Ce magistrat a rendu compte des plaidoiries dans le délibéré de la Cour, entendu en son rapport, composée de :
Monsieur Didier LE CORRE, Président de chambre et de la formation
Madame Marie-José BOU, Présidente de chambre
Madame Roselyne NEMOZ-BENILAN, Magistrat honoraire
Greffier, lors des débats : Mme Gisèle MBOLLO
ARRET :
— Contradictoire
— par mise à disposition de l’arrêt au greffe de la Cour, les parties en ayant été préalablement avisées dans les conditions prévues au deuxième alinéa de l’article 450 du code de procédure civile.

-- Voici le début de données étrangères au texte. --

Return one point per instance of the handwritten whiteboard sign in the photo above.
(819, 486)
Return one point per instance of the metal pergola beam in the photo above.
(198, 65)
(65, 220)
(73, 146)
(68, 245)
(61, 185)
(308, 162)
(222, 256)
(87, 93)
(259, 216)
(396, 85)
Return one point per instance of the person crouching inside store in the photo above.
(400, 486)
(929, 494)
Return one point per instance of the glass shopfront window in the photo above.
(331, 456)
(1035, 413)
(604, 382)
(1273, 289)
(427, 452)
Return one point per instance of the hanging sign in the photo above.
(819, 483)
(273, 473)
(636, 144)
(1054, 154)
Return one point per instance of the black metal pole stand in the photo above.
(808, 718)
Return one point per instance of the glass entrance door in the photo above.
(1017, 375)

— signé par Monsieur Didier LE CORRE, Président de chambre et par Gisèle MBOLLO, Greffière à laquele la minute de la décision a été remise par le magistrat signataire.
EXPOSE DU LITIGE
Mme [E] [D] a été engagée, en qualité de secrétaire, par la SAS Minimax France le 1er juillet 2016, par contrat à durée déterminée qui s’est poursuivi en contrat à durée indéterminée par avenant du 15 novembre 2016.
En décembre 2018, Mme [D] a été placée en arrêt maladie.
Lors de la seconde visite de reprise, le 21 mars 2019, le médecin du travail a rendu un avis d’inaptitude au poste, en précisant que Mme [D] était 'apte au même poste dans un environnement géographique différent. A réévaluer par le médecin du travail le cas échéant'.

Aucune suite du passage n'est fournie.